The lackluster performance in bank stocks has claimed another casualty from the ranks of banking analysts.

Raphael Soifer, 57, retired from Brown Brothers Harriman & Co. after 17 years to start his own consulting firm that offers strategic and public policy analysis in the financial services industry. Mr. Soifer's last day at Brown Brothers Harriman was Tuesday.

Before becoming a senior vice president at Brown Brothers Harriman, Mr. Soifer held several management posts at Bankers Trust, including investment banker. From 1970 to 1973 he served in the U.S. government as special assistant to the assistant secretary of commerce for maritime affairs.

Mr. Soifer said that for many years he had been looking for an opportunity to combine his experience as a bank analyst, investment banker, and U.S. government official. He said the slump in bank stocks has made it much easier for him to begin as an entrepreneur.

"Bank stocks are out of favor, which makes being a bank stock analyst much less fun," Mr. Soifer said. "Here at Brown Brothers Harriman, we think that bank stocks will get cheaper before they get better. So if you are an analyst who is thinking of exploring other ventures, now is a good time to follow up on those thoughts."

The downturn in bank stocks has prompted a minor stampede out of the sector. Mr. Soifer's announced retirement comes just a week after prominent bank analyst Thomas H. Hanley abruptly left Warburg Dillon Read. Some believed that Mr.
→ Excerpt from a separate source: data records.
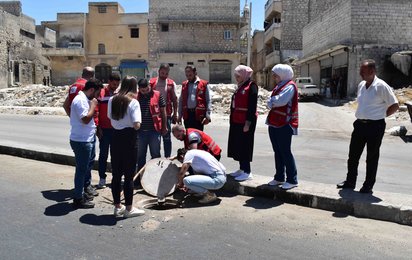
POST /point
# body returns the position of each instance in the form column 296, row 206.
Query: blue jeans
column 84, row 152
column 281, row 139
column 104, row 151
column 149, row 138
column 203, row 183
column 167, row 141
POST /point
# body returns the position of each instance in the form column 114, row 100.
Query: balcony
column 274, row 31
column 272, row 7
column 272, row 59
column 63, row 52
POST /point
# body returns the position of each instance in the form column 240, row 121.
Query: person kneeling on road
column 209, row 174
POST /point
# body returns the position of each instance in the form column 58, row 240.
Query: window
column 102, row 9
column 164, row 27
column 227, row 35
column 102, row 48
column 134, row 33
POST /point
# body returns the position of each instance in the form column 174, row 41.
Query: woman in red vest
column 243, row 117
column 283, row 123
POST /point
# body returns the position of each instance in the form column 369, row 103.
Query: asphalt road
column 320, row 149
column 37, row 221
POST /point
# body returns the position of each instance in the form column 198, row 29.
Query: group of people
column 140, row 113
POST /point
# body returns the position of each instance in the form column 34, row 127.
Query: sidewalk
column 393, row 207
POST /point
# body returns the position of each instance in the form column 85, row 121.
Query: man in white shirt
column 376, row 101
column 83, row 138
column 209, row 173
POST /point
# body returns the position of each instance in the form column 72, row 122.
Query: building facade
column 21, row 61
column 203, row 33
column 336, row 40
column 106, row 38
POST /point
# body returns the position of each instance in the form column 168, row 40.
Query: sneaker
column 87, row 196
column 244, row 176
column 208, row 197
column 82, row 204
column 236, row 173
column 275, row 183
column 91, row 191
column 102, row 183
column 119, row 211
column 134, row 212
column 288, row 186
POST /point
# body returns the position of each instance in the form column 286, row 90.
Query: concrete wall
column 328, row 30
column 201, row 10
column 113, row 30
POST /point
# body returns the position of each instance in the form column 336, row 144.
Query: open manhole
column 157, row 204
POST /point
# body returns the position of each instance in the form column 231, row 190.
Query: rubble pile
column 54, row 96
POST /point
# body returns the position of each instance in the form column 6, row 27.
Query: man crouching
column 209, row 174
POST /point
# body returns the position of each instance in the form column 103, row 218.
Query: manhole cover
column 154, row 204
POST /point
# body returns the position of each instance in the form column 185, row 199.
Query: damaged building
column 338, row 38
column 106, row 38
column 203, row 33
column 21, row 60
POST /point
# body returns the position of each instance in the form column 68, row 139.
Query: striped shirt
column 147, row 120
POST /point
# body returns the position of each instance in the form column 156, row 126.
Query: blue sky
column 46, row 10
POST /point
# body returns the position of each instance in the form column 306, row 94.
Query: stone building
column 284, row 21
column 345, row 32
column 105, row 38
column 21, row 62
column 203, row 33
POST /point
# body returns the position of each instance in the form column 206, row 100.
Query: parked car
column 306, row 88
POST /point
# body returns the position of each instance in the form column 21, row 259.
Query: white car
column 306, row 88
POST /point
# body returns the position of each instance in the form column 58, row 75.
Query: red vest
column 278, row 116
column 240, row 104
column 170, row 85
column 207, row 144
column 75, row 88
column 104, row 121
column 155, row 110
column 201, row 106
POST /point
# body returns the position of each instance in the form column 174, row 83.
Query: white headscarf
column 285, row 72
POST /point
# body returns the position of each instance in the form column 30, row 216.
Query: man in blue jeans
column 209, row 174
column 83, row 138
column 104, row 127
column 153, row 108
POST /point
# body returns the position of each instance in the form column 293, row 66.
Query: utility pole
column 249, row 35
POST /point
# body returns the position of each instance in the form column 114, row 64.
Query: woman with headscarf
column 125, row 117
column 243, row 117
column 283, row 123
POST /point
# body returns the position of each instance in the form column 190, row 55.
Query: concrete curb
column 385, row 206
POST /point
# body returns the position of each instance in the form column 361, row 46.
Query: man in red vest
column 88, row 73
column 153, row 108
column 196, row 139
column 104, row 127
column 195, row 105
column 167, row 88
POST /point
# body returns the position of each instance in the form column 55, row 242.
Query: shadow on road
column 356, row 196
column 95, row 220
column 261, row 203
column 59, row 209
column 58, row 195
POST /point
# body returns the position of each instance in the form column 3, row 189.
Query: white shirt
column 203, row 162
column 81, row 132
column 133, row 115
column 375, row 100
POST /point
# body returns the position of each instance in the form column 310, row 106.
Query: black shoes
column 366, row 190
column 83, row 203
column 345, row 185
column 90, row 190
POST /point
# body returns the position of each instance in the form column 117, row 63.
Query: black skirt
column 240, row 144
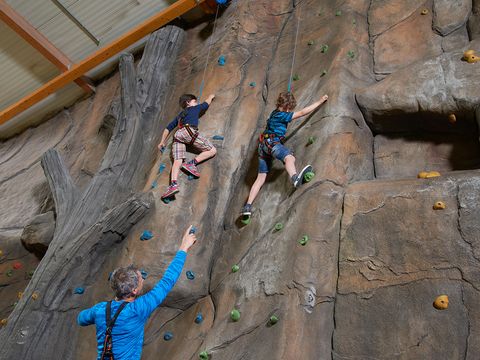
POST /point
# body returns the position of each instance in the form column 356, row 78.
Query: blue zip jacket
column 128, row 331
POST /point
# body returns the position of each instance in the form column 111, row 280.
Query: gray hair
column 124, row 280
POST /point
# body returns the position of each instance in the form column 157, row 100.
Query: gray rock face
column 38, row 233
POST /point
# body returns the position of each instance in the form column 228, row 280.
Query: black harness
column 107, row 353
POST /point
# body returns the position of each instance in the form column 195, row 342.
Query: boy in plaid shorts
column 187, row 134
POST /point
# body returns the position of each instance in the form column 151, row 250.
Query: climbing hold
column 198, row 318
column 161, row 168
column 190, row 275
column 441, row 302
column 273, row 320
column 439, row 205
column 278, row 226
column 303, row 241
column 308, row 176
column 222, row 60
column 235, row 315
column 432, row 174
column 146, row 235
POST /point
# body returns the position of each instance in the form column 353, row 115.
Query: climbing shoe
column 191, row 168
column 246, row 210
column 171, row 190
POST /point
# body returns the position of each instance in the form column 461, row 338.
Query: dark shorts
column 265, row 160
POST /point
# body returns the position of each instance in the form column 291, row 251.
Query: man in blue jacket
column 128, row 329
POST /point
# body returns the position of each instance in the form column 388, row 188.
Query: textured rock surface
column 378, row 254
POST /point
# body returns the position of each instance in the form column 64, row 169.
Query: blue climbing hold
column 199, row 318
column 161, row 168
column 146, row 235
column 190, row 275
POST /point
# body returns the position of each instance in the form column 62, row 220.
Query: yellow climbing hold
column 441, row 302
column 439, row 205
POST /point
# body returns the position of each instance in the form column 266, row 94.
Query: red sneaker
column 191, row 168
column 171, row 190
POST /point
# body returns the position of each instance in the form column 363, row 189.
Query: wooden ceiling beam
column 40, row 42
column 175, row 10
Hanley's departure had to do with the poor performance of the group.

Other analysts have opted recently to take a more entrepreneurial path. Sean Ryan, a former bank analyst at Bear Stearns & Co., started his own independent research firm, Byrne, Ryan & Co., in White Plains, N.Y. And Thomas K. Brown started his own money management firm called Second Curve Capital in New York after leaving Tiger Management, a major hedge fund.

Some other analysts who have tried their hands at entrepreneurism include Carole S. Berger, Robert Albertson, and Jeffrey Miller, all of whom have started hedge funds.
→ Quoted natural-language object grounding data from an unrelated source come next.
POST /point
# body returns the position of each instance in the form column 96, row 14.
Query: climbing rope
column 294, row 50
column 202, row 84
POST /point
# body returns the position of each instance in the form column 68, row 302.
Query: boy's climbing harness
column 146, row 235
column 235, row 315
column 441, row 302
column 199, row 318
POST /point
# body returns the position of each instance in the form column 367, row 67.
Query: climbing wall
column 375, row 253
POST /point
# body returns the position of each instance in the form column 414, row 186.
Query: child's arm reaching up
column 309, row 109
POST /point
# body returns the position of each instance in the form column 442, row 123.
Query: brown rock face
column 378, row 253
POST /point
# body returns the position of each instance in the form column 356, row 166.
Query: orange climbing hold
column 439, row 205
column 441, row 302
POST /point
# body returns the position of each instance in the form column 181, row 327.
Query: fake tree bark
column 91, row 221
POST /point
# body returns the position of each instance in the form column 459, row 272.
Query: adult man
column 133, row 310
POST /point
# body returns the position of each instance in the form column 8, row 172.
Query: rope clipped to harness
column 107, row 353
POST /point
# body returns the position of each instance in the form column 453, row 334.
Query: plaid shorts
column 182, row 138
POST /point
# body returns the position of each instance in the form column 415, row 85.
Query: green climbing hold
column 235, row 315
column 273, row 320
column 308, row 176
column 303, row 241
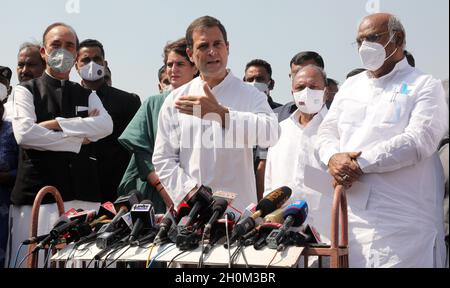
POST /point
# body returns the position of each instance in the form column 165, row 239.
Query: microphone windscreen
column 298, row 210
column 182, row 210
column 220, row 205
column 274, row 200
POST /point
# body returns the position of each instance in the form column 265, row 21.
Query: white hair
column 395, row 25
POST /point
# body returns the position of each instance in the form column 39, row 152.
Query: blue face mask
column 60, row 60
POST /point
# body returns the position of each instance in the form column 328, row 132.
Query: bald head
column 383, row 22
column 310, row 76
column 30, row 64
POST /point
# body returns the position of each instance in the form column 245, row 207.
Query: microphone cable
column 24, row 258
column 17, row 255
column 202, row 254
column 275, row 255
column 228, row 240
column 149, row 255
column 47, row 257
column 176, row 256
column 118, row 257
column 173, row 245
column 114, row 248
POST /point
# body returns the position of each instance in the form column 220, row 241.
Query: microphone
column 219, row 207
column 294, row 215
column 63, row 224
column 143, row 216
column 183, row 209
column 34, row 239
column 110, row 236
column 272, row 202
column 199, row 200
column 166, row 224
column 264, row 230
column 268, row 204
column 275, row 217
column 107, row 209
column 122, row 205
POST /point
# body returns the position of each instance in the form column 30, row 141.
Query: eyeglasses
column 369, row 38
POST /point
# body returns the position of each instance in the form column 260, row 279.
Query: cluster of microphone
column 201, row 219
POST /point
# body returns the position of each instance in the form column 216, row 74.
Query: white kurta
column 286, row 163
column 397, row 122
column 190, row 151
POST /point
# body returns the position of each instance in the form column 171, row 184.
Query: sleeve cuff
column 326, row 156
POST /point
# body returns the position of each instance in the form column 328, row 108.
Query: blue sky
column 135, row 31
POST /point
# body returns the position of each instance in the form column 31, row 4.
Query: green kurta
column 139, row 138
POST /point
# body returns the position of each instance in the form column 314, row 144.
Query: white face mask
column 263, row 87
column 60, row 60
column 3, row 92
column 167, row 89
column 373, row 55
column 92, row 71
column 309, row 101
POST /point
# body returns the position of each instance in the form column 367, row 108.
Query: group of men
column 382, row 130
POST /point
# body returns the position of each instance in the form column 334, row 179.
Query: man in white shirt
column 54, row 122
column 383, row 130
column 207, row 139
column 295, row 149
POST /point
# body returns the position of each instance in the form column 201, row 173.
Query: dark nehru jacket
column 113, row 158
column 74, row 175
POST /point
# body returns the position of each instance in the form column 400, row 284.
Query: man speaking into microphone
column 208, row 127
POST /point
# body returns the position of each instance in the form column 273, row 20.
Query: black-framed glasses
column 369, row 38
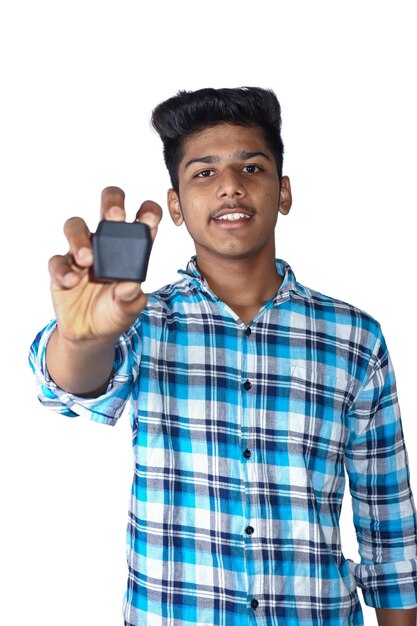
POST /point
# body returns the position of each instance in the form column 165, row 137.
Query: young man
column 250, row 394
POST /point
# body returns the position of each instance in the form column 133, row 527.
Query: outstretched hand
column 87, row 309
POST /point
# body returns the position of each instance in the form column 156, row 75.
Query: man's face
column 229, row 192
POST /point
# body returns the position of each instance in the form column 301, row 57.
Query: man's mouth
column 231, row 217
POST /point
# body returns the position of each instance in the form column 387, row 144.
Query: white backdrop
column 79, row 80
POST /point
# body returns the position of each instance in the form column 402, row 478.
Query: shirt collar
column 289, row 284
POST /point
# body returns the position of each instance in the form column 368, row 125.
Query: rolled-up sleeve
column 106, row 408
column 384, row 514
The departure of so many high-ranking bank analysts has caused some anxiety among portfolio managers. Stephen Berman, a portfolio manager at Stein Roe & Farnhan Inc., said the many departures are not surprising, considering that the work of sell-side analysts is "pretty demanding" and the decline in banks stocks has made the job more "frustrating."

"I miss some of these people," Mr. Berman said. "I will miss Ray. He had a nice jaundiced perspective on the banking industry."

Mr. Soifer said that his firm, which he has yet to named, should be up and running in the next few weeks.

In the markets on Tuesday, shares of First Tennessee National Corp. plummeted almost 30% after the company announced Monday evening that it would fall short of its first-quarter estimates because of problems in its mortgages and capital markets businesses.

Investors also took down other companies that are heavily involved in mortgages. They include Wells Fargo & Co., which fell 56.25 cents, or 3.11% to $33.0625 and PNC Bank Corp., down 37.50 cents, or 0.96% to $38.6875. Lori Appelbaum, an analyst at Goldman, Sachs & Co., counseled against tarring the entire group because of First Tennessee's problems.

Wells Fargo, FleetBoston Financial Corp., PNC, National City Corp., and SunTrust Banks Inc. have indicated that their mortgage operations would in the black in the first quarter, the analyst wrote in a report to clients. These companies are not dependent on originations, she said.